Il dottor Claudio Costa, fondatore della Clinica mobile, parla della sicurezza in moto e dello schianto mortale di Dean Berta Vinales
La tragedia di Dean Berta Vinales, un’altra vita spezzata dalle due ruote a soli quindici anni, ha colpito come un pugno nello stomaco tutto il mondo del motociclismo.
Figuriamoci quanto possa essere rimasto toccato il dottor Claudio Costa, che la sua, di vita, l’ha dedicata tutta a soccorrere, a guarire e in alcuni casi addirittura a salvare i centauri sulle piste di tutto il mondo.

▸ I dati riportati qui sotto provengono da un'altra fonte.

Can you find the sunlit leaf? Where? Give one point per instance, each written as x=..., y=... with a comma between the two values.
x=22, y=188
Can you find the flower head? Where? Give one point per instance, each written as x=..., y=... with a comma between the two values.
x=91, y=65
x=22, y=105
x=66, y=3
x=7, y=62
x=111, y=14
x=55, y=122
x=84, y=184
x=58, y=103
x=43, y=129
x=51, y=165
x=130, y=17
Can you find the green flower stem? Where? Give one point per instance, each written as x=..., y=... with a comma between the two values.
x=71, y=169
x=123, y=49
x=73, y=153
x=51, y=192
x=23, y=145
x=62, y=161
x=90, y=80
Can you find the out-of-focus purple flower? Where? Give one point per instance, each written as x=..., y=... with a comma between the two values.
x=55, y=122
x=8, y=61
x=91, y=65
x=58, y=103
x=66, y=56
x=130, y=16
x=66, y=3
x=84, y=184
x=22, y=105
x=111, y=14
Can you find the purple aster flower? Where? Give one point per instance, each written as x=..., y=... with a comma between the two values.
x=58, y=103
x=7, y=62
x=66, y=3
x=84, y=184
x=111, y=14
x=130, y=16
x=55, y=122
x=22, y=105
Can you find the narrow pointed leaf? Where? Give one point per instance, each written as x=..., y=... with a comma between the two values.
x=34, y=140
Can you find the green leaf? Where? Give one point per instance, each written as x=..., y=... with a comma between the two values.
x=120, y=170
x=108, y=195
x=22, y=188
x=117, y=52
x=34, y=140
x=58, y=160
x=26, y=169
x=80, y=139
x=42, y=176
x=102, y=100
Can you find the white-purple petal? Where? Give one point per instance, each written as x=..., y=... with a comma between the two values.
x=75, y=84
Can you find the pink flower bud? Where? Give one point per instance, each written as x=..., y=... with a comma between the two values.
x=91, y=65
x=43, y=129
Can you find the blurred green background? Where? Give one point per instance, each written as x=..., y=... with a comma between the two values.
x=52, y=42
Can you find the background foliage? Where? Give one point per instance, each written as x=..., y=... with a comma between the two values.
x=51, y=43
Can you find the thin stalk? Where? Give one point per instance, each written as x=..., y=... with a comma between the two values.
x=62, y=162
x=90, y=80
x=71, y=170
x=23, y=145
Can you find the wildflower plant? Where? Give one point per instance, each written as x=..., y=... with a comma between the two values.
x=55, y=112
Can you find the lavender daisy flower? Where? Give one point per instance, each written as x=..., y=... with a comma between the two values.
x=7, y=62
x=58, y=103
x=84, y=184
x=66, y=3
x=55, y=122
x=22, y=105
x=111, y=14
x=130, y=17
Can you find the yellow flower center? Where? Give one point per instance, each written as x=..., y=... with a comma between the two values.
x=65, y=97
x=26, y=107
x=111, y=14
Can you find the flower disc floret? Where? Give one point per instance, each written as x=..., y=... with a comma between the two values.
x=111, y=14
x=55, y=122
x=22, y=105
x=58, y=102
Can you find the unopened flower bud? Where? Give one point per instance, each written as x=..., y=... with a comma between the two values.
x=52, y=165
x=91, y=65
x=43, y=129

Di fronte al dramma, prima di tutto dal fondatore della Clinica mobile arriva un messaggio di cordoglio alla famiglia Vinales: “Come cosa primaria e principale sono vicino a tutti i cari di questo ragazzo, soprattutto i genitori: ho purtroppo vissuto spesso questi momenti con dei piloti che amavo e che erano miei amici”, racconta ai microfoni della Gazzetta dello Sport.
Ma il medico ci tiene a sottolineare come, grazie al suo aiuto, a quello dei piloti e delle istituzioni sportive, i passi in avanti compiuti sul fronte della sicurezza sui circuiti in questi ultimi decenni sono stati enormi. Resta però il buco nero delle situazioni in cui il pilota viene colpito dalle moto dei suoi colleghi che sopraggiungono, dopo una caduta: proprio quello che sarebbe successo a Berta Vinales.

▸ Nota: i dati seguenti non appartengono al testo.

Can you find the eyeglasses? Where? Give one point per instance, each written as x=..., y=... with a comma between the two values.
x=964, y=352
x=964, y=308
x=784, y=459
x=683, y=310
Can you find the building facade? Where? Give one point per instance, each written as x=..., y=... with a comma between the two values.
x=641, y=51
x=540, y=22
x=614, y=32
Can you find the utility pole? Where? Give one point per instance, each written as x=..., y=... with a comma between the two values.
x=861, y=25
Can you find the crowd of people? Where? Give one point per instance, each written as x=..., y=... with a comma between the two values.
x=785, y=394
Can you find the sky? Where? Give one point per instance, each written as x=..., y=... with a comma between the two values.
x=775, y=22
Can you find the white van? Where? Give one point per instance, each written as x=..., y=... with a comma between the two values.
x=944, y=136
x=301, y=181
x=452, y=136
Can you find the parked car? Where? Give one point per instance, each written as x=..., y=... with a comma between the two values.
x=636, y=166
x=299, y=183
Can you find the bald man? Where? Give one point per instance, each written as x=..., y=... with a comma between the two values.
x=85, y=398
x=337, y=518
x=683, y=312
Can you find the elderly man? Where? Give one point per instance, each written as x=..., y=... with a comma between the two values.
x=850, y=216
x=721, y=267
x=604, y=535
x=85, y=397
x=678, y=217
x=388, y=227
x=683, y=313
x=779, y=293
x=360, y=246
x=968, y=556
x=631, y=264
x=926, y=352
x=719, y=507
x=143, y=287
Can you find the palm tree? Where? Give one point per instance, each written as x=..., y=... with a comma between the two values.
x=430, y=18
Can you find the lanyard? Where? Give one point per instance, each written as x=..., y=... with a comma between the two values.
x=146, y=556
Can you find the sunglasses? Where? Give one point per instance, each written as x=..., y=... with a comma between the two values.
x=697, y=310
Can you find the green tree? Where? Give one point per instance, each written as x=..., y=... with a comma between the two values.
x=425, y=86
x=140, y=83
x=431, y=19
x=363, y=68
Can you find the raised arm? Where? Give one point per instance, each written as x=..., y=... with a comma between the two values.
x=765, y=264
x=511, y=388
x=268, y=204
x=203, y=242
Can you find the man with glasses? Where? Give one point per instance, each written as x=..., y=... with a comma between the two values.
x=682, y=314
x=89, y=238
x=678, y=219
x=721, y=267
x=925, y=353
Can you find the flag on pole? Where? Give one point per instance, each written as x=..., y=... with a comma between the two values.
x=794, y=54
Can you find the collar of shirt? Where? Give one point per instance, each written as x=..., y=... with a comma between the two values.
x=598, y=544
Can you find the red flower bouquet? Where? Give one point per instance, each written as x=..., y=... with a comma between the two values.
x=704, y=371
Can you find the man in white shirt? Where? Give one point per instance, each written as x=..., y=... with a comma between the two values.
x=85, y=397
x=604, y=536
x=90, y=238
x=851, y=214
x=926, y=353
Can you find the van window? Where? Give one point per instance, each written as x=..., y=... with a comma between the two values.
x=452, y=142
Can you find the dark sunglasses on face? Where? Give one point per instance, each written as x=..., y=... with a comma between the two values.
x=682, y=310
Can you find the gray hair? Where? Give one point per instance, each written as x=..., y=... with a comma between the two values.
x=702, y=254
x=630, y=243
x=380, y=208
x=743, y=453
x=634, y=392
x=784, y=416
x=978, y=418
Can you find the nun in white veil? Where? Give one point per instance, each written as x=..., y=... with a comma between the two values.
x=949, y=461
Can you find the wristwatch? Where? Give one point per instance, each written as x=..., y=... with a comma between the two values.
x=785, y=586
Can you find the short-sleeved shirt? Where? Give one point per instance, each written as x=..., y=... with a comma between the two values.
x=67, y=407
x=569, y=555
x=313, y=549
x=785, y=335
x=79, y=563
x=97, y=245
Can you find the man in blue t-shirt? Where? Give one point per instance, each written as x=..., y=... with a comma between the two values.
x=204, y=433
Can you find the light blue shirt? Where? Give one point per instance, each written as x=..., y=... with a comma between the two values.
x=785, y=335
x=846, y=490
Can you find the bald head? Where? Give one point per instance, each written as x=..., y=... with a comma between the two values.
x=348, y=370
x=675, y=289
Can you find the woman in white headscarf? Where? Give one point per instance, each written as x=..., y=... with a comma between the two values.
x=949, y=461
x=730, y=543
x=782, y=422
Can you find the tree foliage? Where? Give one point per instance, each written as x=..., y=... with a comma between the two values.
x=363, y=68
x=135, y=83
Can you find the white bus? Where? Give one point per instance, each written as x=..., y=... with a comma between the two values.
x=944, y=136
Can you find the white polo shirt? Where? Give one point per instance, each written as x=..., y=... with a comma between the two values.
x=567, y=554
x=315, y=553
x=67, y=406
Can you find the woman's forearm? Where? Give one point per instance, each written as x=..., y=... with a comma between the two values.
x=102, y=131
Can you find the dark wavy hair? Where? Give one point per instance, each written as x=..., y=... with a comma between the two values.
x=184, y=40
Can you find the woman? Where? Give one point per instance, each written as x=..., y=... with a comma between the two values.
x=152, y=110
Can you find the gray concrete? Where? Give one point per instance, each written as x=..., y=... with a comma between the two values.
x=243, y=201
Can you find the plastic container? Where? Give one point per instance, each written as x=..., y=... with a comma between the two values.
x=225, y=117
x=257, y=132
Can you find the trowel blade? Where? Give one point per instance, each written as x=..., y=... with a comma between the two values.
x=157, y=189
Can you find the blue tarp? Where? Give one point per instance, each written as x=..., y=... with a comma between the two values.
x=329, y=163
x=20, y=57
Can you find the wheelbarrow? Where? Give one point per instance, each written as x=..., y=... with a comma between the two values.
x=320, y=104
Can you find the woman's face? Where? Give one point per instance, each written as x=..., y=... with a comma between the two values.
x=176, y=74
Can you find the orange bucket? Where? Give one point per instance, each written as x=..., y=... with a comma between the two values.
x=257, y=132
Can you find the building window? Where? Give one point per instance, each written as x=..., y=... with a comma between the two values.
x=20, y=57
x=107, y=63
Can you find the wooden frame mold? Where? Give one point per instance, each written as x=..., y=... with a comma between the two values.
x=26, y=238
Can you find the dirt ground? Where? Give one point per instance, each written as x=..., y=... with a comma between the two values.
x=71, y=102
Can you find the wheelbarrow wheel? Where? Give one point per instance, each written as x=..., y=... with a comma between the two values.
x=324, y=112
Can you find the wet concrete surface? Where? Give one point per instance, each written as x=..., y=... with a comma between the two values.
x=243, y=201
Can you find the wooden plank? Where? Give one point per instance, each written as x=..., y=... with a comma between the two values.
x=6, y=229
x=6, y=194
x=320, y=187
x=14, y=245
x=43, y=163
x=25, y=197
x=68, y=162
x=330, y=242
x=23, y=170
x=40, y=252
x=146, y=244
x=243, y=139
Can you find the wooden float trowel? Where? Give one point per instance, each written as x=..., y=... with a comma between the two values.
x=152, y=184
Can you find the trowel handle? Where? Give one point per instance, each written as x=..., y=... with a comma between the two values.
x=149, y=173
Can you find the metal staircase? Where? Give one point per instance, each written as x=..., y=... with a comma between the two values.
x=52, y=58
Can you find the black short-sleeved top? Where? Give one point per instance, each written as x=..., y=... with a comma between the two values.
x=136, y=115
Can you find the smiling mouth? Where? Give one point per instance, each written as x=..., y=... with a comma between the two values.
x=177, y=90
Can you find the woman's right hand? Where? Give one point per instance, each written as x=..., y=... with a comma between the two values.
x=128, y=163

“Adesso le piste sono sicure”, prosegue Costa, “se non fosse che l’ultimo ostacolo ineliminabile per la sicurezza nelle corse di moto è proprio la moto: è quello l’oggetto che purtroppo crea ancora queste situazioni di tristezza. Un incidente con la moto che ti colpisce è devastante pure a bassa velocità. Quello che la moto può arrecare a un corpo è sproporzionato: il corpo umano diventa impotente a ogni tipo di protezione. Nel soccorso immediato si cercano sempre delle possibilità di combattere anche l’irreparabile, ma quando la moto colpisce dei punti vitali come la testa e il collo le speranze si riducono a nulla”.
Sul dibattito tra chi sostiene che lo spettacolo si dovesse fermare e chi invece propende per andare avanti, il dottor Costa è dell’idea che il modo migliore per celebrare questo giovane e sfortunato ragazzo sia quello di andare avanti a correre.
“Stabilito che quel ragazzo faceva quel che amava fare e che stava sorridendo un attimo prima dell’incidente, credo che proseguendo a gareggiare lo si onori di più che fermandosi. È continuando che si tenta di superare la tragedia”, conclude.